Zelfs met dit snikhete weer was het glas koel onder mijn vingertoppen. Kon alles maar nog steeds zo opwindend en nieuw voor me zijn: de stomende stoepen, de helderziende die altijd bij Scot-tie’s Diner rondhing, het delicatessewinkeltje onder ons dat dag en nacht geopend was…

Maar het enige wat ik dacht, was dat we geen melk meer hadden. Uiterst toevallige gedachte, maar ook uiterst opbeurend.

Het duurde even tot ik me realiseerde dat mijn gezicht niet nat was omdat ons appartement geen airco had, maar omdat ik stond te huilen—huilen om de gedachte dat ik nooit meer melk zou kunnen gaan halen bij dat 24-uurs-zaakje. Zo, Angela, zei ik tegen mezelf, terwijl ik de tranen wegveegde: nu heb je het voor elkaar, hoor. Een nieuw dieptepunt van treurnis is bereikt: je staat te huilen om melk…die niet eens is gemorst. Sterker nog: hij is nog niet eens gekocht!

Toen ik me bukte om mijn schoenen uit te doen, zag ik de foto van Alex en mij half onder het bed liggen. Ik raapte hem op, keek er eens goed naar…en schrok van de blik in mijn ogen. Dat leek akelig veel op verliefdheid! Alex zag er prachtig uit, ook al stond hij twee minuten vóór dit kiekje was gemaakt nog wild te springen op het podium. En ik kon het niet helpen dat me tevens opviel, dat ook hij er behoorlijk gelukkig uitzag.

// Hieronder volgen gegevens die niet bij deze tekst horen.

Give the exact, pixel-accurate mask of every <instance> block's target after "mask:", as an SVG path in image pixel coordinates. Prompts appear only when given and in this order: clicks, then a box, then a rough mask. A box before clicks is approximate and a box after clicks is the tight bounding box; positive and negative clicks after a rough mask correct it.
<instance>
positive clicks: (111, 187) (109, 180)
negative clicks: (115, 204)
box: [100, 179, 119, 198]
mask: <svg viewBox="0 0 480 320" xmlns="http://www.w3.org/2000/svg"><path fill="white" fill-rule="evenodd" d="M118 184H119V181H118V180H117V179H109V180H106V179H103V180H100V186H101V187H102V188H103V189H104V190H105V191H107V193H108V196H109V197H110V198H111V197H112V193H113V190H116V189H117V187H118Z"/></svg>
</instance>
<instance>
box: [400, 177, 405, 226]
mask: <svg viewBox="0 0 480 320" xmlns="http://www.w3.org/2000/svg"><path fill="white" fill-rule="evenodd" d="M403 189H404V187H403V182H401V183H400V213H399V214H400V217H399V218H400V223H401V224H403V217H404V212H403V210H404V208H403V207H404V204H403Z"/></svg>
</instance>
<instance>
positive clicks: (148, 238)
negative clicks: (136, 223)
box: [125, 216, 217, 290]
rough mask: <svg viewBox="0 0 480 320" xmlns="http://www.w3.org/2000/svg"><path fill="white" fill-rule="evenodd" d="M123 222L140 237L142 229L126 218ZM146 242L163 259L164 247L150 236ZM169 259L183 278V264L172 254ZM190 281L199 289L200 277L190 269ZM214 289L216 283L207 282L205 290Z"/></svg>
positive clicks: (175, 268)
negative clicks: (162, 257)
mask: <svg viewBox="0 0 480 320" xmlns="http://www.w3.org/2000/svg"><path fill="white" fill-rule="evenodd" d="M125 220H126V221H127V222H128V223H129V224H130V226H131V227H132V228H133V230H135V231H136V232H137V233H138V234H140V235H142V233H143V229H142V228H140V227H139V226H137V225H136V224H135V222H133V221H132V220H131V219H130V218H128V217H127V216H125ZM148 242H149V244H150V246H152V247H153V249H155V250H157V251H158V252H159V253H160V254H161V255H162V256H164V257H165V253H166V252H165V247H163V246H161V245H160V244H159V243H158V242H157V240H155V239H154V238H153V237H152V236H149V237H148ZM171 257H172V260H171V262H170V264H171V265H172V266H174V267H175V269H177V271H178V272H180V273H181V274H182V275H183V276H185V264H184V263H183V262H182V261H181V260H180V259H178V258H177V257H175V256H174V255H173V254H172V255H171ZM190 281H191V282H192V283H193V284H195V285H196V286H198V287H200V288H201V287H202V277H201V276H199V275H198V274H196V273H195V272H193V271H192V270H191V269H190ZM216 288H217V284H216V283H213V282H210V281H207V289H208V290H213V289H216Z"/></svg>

Ik begon er al aardig moeite mee te krijgen om me Marks gezicht voor de geest te halen. Ook al woonde ik drie weken geleden nog met hem samen, ik had hem al in geen maanden meer fatsoenlijk bekeken. Maar als ik nu mijn ogen sloot, zag ik elke lok van Alex’ haar voor me; proefde ik die krankzinnig sterke koffie in zijn adem; hoorde ik hem zingen aan de andere kant van de muur; voelde ik zijn eeltige vingers op mijn huid…

Maar Alex was weg. En de Angela van die foto’s misschien ook. Als ik terugging naar Londen, zou ik Marks Angela niet meer zijn. Maar als ik in New York bleef, kon ik ook Alex’Angela niet meer zijn.

Maar ik kon wel een heel nieuw iemand worden; iemand die ik zelf ook nog niet kende.

En ik kon de trap aflopen en die melk gaan halen. Het was een begin!

‘Ik ben volkomen geschift,’ fluisterde ik tegen het raam. ‘Echt volkomen geschift.’